A bank may grant a subprime mortgage to a borrower with a low FICO credit score. The credit score limit varies between lenders, but it is generally below 600. Some lenders may categorize a loan as subprime if the borrower’s credit score is at or below 640.
Subprime mortgages were extremely prevalent before the subprime mortgage crisis and the broader financial crisis that occurred in 2008.
Although the Dodd-Frank Act essentially disbanded subprime mortgages, they still exist today but are subject to more stringent regulation. In the United States, the subprime mortgage has been rebranded as a non-qualified mortgage (non-QM loan).
Characteristics of non-qualified mortgages:
- The loan does not meet the Consumer Financial Protection Bureau (CFPB) consumer protection standards.

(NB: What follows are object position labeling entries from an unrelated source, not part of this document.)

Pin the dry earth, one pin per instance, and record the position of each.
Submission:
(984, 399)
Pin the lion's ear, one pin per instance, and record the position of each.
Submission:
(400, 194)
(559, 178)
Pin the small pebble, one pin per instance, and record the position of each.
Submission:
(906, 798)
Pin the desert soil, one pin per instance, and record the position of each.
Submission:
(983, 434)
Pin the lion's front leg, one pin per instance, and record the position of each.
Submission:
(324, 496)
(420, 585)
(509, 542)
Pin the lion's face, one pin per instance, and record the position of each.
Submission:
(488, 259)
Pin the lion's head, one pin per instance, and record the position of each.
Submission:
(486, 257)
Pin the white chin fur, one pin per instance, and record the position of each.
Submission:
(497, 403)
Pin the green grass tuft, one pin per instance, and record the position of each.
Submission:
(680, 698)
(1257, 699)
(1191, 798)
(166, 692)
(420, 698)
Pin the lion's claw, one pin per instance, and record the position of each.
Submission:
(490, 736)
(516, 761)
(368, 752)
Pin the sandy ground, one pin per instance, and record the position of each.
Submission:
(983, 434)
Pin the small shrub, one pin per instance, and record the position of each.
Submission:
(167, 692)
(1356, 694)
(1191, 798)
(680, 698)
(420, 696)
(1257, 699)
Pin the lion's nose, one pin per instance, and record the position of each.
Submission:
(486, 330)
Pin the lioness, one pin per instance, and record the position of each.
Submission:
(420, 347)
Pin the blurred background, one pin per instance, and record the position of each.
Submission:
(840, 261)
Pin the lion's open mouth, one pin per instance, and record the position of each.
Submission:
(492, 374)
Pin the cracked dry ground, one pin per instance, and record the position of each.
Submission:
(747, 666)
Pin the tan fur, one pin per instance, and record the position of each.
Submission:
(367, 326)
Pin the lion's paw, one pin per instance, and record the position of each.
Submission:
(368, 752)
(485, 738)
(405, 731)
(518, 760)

- Non-QM loans are available to borrowers with a lower credit score and higher levels of existing debt.
- Non-QM loans have a higher interest rate than qualified mortgages.
- Non-QM loans requires a larger down payment.
- Lenders will still verify income, assess the borrower’s debt-to-income (DTI) ratio, and evaluate the borrower’s ability to repay (ATR).
Although borrowers would prefer to have a qualified mortgage, if their profile does not meet the requirements, a non-qualified mortgage may be an alternative option.